Loss Computation: The output prediction is compared to the ground truth label using a loss function (e.g., Categorical Cross-Entropy). A high loss means the model was confident in the wrong class.

Backpropagation: The model calculates the gradients of the loss with respect to every weight using the chain rule, showing how each filter parameter contributed to the error.

Optimizer Update: An optimizer (e.g., Adam, SGD) updates the weights in the opposite direction of the gradients to reduce the loss in future passes.

Loop: The process repeats over many training iterations until the filters learn useful, discriminative visual patterns.

Gradient-Based Weight Update

For learning rate $\eta$, a basic stochastic-gradient update is \[ \theta_{t+1}=\theta_t-\eta\nabla_{\theta}\mathcal{L}_{batch}(\theta_t). \] Backpropagation computes $\nabla_{\theta}\mathcal{L}$ efficiently by repeatedly applying the chain rule through the computational graph. Adam and momentum SGD modify the update using running gradient statistics, but still seek to reduce the loss.

Samples, Batches, and Epochs

Sample

A single training example (e.g., one image and its corresponding label).

Batch

A small group of samples processed together. Weights are updated after each batch.

Epoch

One complete pass through the entire training dataset.

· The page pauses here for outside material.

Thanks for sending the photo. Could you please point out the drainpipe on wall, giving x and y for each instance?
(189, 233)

For $N$ training samples and batch size $B$, batches per epoch are \[ \left\lceil\frac{N}{B}\right\rceil. \] For the lecture example, $N=200$ and $B=5$, so one epoch contains $40$ updates; $1000$ epochs contain $40{,}000$ batch updates.

Data Augmentation

Artificially Increasing Dataset Diversity

When training data is limited, the model can easily overfit. Data augmentation applies random transformations to images to create synthetic training samples.

Geometric Transformations:
• Horizontal Flipping: Great for classifying animals/objects, but bad for digits (e.g., 6 vs 9) or traffic signs where direction matters.
• Rotations, Translation, Zooming, Cropping, and Stretching.

Appearance Transformations:
• Brightness, Contrast, Color changes, Blur, and Sharpness.

Advanced Methods:
• Random Erasing: Simulates occlusions.
• CutMix / MixUp: Blends images together.

Generative AI for Data Augmentation

Generative AI (like Diffusion Models) can create realistic new images when training data is small, imbalanced, or missing key variations.

• Text-to-Image: Generating images purely from text descriptions.
• Image-to-Image (Scene): Providing a base scene and using prompts to change the background or style.
• Image-to-Image (Object): Generating variations of a single object on different backgrounds.

Caution: Generated images must be used carefully. They can introduce unrealistic details, incorrect shapes, incorrect labels, or digital artifacts, which could lead to poor generalization on real-world test data.